High school students and staff, along with community members organized fundraisers, silent auctions and drives to raise money to defray his medical expenses. Current students and alumni sent Collinsworth letters, pieces of art and cards to encourage his recovery.

One family went so far as to pay the Collinsworths’ entire lodging bill while they were in Minnesota.

Some of the donors were close with the family, but others were complete strangers who had simply heard the art teacher’s story.

“That kind of outpouring and support from the community is something that everyone should feel,” he said. “I wouldn’t recommend they get sick first, but there’s nothing like it. Nothing even close.”

After partially recovering at the clinic, Collinsworth returned to Whitefish to continue recuperating. Doctors warned him not to return to work, or to the high school, until he completely recovered, which they suspected wouldn’t be until the next school year. However, Collinsworth was determined to return before the year was out.

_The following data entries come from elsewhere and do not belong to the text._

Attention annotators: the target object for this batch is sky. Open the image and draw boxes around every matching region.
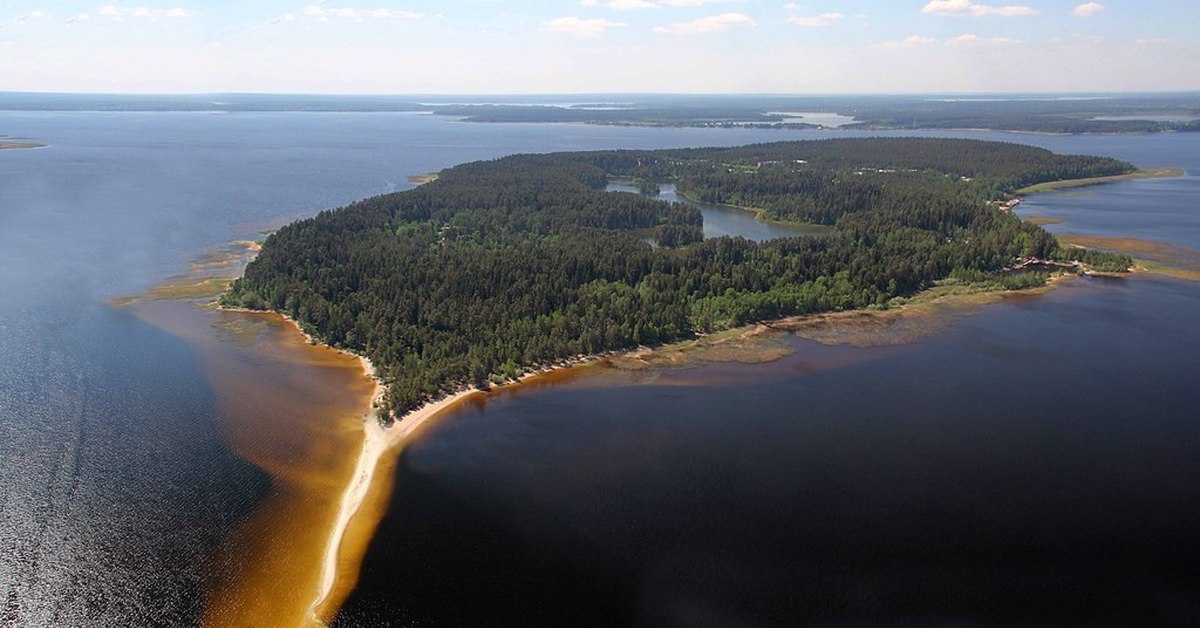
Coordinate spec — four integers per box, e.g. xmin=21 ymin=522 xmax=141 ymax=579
xmin=0 ymin=1 xmax=1197 ymax=94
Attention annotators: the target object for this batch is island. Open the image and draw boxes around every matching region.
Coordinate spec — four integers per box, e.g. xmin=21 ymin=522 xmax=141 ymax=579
xmin=221 ymin=138 xmax=1134 ymax=419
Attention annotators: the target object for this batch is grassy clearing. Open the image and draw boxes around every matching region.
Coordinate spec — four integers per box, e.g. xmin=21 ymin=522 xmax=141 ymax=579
xmin=1027 ymin=215 xmax=1064 ymax=225
xmin=1016 ymin=167 xmax=1184 ymax=195
xmin=406 ymin=173 xmax=439 ymax=184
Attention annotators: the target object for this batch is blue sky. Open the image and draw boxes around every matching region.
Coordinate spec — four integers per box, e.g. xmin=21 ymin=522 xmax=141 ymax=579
xmin=1 ymin=1 xmax=1196 ymax=93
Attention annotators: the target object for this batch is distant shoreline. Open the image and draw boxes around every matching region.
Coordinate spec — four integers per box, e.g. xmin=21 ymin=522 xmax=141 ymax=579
xmin=0 ymin=141 xmax=44 ymax=150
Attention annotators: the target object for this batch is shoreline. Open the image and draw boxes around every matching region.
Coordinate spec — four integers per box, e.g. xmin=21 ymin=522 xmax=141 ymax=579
xmin=669 ymin=186 xmax=834 ymax=233
xmin=1015 ymin=167 xmax=1184 ymax=195
xmin=218 ymin=272 xmax=1115 ymax=625
xmin=220 ymin=306 xmax=601 ymax=624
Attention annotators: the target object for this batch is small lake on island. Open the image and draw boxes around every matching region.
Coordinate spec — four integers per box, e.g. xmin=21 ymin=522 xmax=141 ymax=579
xmin=606 ymin=179 xmax=831 ymax=242
xmin=1 ymin=103 xmax=1198 ymax=626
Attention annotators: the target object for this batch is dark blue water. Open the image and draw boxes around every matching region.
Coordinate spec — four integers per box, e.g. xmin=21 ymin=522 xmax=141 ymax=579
xmin=2 ymin=103 xmax=1198 ymax=626
xmin=344 ymin=277 xmax=1200 ymax=627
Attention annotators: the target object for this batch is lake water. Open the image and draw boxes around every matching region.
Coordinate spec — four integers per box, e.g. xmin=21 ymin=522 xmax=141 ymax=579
xmin=1 ymin=105 xmax=1197 ymax=626
xmin=605 ymin=180 xmax=829 ymax=242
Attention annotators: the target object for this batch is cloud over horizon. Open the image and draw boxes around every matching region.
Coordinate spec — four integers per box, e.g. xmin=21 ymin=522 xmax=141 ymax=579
xmin=0 ymin=1 xmax=1194 ymax=94
xmin=1073 ymin=3 xmax=1105 ymax=16
xmin=544 ymin=16 xmax=628 ymax=36
xmin=652 ymin=12 xmax=754 ymax=34
xmin=787 ymin=12 xmax=844 ymax=27
xmin=922 ymin=0 xmax=1038 ymax=17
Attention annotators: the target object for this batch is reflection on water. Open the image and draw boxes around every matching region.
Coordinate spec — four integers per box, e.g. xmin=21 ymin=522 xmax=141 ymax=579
xmin=606 ymin=180 xmax=831 ymax=242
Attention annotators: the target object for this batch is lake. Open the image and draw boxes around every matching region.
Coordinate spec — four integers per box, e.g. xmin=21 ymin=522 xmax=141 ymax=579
xmin=1 ymin=104 xmax=1197 ymax=626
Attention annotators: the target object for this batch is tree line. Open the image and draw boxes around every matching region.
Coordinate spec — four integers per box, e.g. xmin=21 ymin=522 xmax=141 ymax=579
xmin=222 ymin=138 xmax=1134 ymax=417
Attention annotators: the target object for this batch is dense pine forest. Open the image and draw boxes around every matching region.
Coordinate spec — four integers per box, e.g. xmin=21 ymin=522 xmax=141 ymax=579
xmin=222 ymin=138 xmax=1134 ymax=417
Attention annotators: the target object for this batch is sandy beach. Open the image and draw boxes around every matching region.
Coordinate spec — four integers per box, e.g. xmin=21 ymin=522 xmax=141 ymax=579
xmin=309 ymin=359 xmax=481 ymax=623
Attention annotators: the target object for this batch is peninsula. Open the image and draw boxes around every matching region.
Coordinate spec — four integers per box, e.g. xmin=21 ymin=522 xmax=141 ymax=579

During the last week of the school year, he was able to return to his classroom, and prove to the doctors, his students and himself that he was going to make it.

Since that time, Collinsworth has more or less returned to his normal schedule, encouraging students both in the art room, on the basketball court, or in any aspects of their lives.

“It’s been a very, very positive experience to work with these kids, and I can’t imagine doing anything else,” he said.